Mike Nelson installation at Modern Art Oxford
Mike Nelson, Triple Bluff Canyon at Modern Art Oxford in 2004

Mike Nelson (b. 1967) returns to Modern Art Oxford this autumn with a new exhibition, his first at the gallery since 2004.

Developed in response to that earlier moment, the exhibition reflects on the 22 years that have passed and the distance – personal, political and cultural –between then and now. Created on site, it brings together new and reworked elements to form an environment that unfolds across the gallery.

As in much of Nelson’s work, ideas of travel, memory and displacement run throughout. The exhibition also turns inward, touching on questions around narcissism and self-portraiture, shaped in part by a return to both the artist’s own past work and the history of the institution itself.

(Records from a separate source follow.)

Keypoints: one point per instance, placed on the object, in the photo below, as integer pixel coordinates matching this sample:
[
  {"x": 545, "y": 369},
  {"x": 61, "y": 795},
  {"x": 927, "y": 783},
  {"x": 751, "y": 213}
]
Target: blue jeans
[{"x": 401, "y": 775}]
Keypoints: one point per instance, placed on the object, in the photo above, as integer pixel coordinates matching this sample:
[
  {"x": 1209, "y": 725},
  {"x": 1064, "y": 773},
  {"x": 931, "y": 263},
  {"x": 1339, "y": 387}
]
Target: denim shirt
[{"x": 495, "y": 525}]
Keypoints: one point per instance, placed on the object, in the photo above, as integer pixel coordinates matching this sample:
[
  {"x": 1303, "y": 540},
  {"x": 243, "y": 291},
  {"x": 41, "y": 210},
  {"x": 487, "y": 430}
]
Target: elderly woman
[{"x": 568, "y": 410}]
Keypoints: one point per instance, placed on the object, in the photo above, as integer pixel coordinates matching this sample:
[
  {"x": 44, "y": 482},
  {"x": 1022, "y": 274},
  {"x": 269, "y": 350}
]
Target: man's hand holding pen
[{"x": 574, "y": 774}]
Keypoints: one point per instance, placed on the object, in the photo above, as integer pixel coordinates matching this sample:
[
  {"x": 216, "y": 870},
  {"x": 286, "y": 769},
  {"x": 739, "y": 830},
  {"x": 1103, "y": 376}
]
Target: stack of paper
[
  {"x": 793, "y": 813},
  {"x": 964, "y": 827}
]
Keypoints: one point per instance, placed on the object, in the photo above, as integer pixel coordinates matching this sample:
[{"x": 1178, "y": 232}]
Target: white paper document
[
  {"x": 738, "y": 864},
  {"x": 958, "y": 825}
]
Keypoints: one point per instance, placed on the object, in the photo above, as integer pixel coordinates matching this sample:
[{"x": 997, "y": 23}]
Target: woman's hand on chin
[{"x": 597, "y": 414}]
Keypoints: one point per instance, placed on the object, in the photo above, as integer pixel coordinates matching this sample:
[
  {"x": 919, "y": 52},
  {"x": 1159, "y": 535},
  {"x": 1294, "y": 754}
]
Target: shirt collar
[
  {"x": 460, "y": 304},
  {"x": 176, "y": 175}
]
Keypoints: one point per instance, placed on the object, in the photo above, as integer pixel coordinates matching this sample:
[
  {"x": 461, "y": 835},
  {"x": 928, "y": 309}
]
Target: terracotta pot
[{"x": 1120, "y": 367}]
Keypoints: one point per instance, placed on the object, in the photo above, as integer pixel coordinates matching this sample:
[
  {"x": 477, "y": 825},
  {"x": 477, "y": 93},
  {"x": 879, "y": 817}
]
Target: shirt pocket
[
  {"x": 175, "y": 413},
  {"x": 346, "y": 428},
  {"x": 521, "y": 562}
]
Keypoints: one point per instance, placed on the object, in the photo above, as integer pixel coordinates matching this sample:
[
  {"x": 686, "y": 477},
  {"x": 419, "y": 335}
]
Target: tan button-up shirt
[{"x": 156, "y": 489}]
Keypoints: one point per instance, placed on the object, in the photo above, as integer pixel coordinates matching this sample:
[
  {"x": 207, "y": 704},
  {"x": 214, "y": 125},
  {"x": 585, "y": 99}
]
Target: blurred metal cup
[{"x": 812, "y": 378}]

References to countercultural movements and more recent political events appear in the background, from the idealism associated with Woodstock to the unrest surrounding the storming of the US Capitol. These are set alongside echoes of different wartime periods, including Vietnam, Iraq and the present, suggesting shifting ideas of protest, individualism and collective action over time.

Rather than setting out a clear narrative, the exhibition remains open-ended. Visitors are invited to move through it at their own pace, forming their own connections along the way.

Mike Nelson, 3rd October 2026 – 11th April 2027 Modern Art Oxford

About the artist

Mike Nelson came to prominence in the late 1990s, creating psychological environments by sifting through the debris of modern life. His installations are expansive dominions for assemblages of cultural detritus, often referencing specific works of literature and countercultural or failed political movements. Working with figures and materials on the fringes of society, Nelson asks his viewers to spend time inhabiting worlds that, while foreign on the surface, reveal intrinsic truths and modes of thought that affect even the most basic cultural activities. His work has been widely shown and collected by, amongst others, Tate, Hayward Gallery and Moderna Museet, Stockholm. Nelson lives and works in London.